I pulled a card from my Smith Waite tarot deck when my youngest walked in, grumpy.
“The tooth fairy did not come…” she complained. I cursed myself mentally for forgetting that her tooth had fallen out and she had written a note attaching a gift for the said fairy. I held her as she grumbled and then left to brush her teeth. I followed her upstairs and set her bed while she asked if she could read a book while she drank her kaapi. I nodded absently.
While I busied about warming milk and getting her beverage ready, she settled in with a book, my book. If I was surprised I tried not to show it. She read aloud, chuckling at certain points. She would pause reading, ask me questions and continue. Her face brightened at names that were familiar and inside jokes embedded in the book that only our family will understand.

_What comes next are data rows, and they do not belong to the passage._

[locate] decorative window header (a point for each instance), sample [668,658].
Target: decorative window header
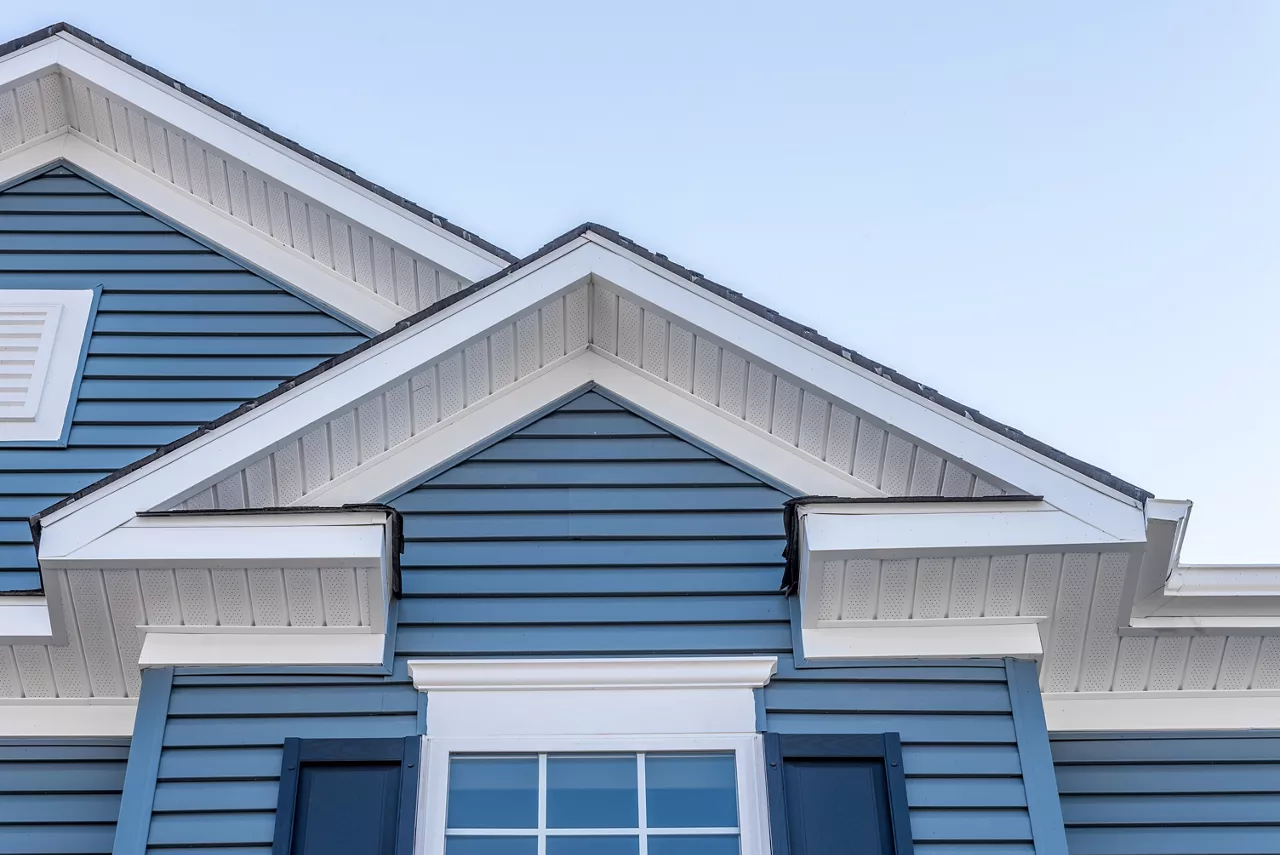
[41,341]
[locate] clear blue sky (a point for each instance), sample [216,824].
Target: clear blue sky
[1061,214]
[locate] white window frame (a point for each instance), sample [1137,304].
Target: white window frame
[627,705]
[748,749]
[56,364]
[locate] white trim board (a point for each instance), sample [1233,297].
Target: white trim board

At one such pause, I talked to her about my Sankar Chithappa, a man I love and adore. He was the Santa Claus of my childhood, arriving at regular intervals with bags full of bar chocolate. He is the inspiration for the Chithappa in the book. As I explained this to her, she could not understand why I was so happy at the idea of having one whole bar of chocolate to myself. I went down a nostalgia rabbit-hole and came up for breath to notice that she had moved on, now reading from a different page. I shook myself off and continued with the rest of my kitchen chores.
When I set out to write “Why is my Hair Curly?” I had not accounted for how much seeing my child see herself in the book meant to me. It was my intention, a wish, a hope. It was one of those things I childishly aspired for without really thinking it might come true. Watching the familiarity and ease with which she consumed the setting, the characters, the endearments, the names for relatives in tamizh and related it back to how we are at home gave me all the feels.
I talk so much about children needing to see themselves in books. It is one of those things I talk about because it feels like it is right on paper and therefore it must be true. However, watching it in action is a privilege I hope I never take for granted. I wrote my book for children like mine, yet watching my child consume words that will be part of her lexicon and a reference point like many other books she reads is quite something.
Writing for children is an onerous responsibility. Words we string together not just inform, they shape and mold lives, open portals to lands hitherto unknown. They help shape views, foster empathy with people and places not quite like what we know. More than anything, books give children the permission to dream about things they can do, in their head. for now, until they are grown and find it natural to do the things they have seen characters that reflected them do in books. (I realize that is one hell of a run on sentence.)
All this to say, give children the gift of seeing themselves. It takes effort but it is ever so worth it. I am one happy mom and woman right now.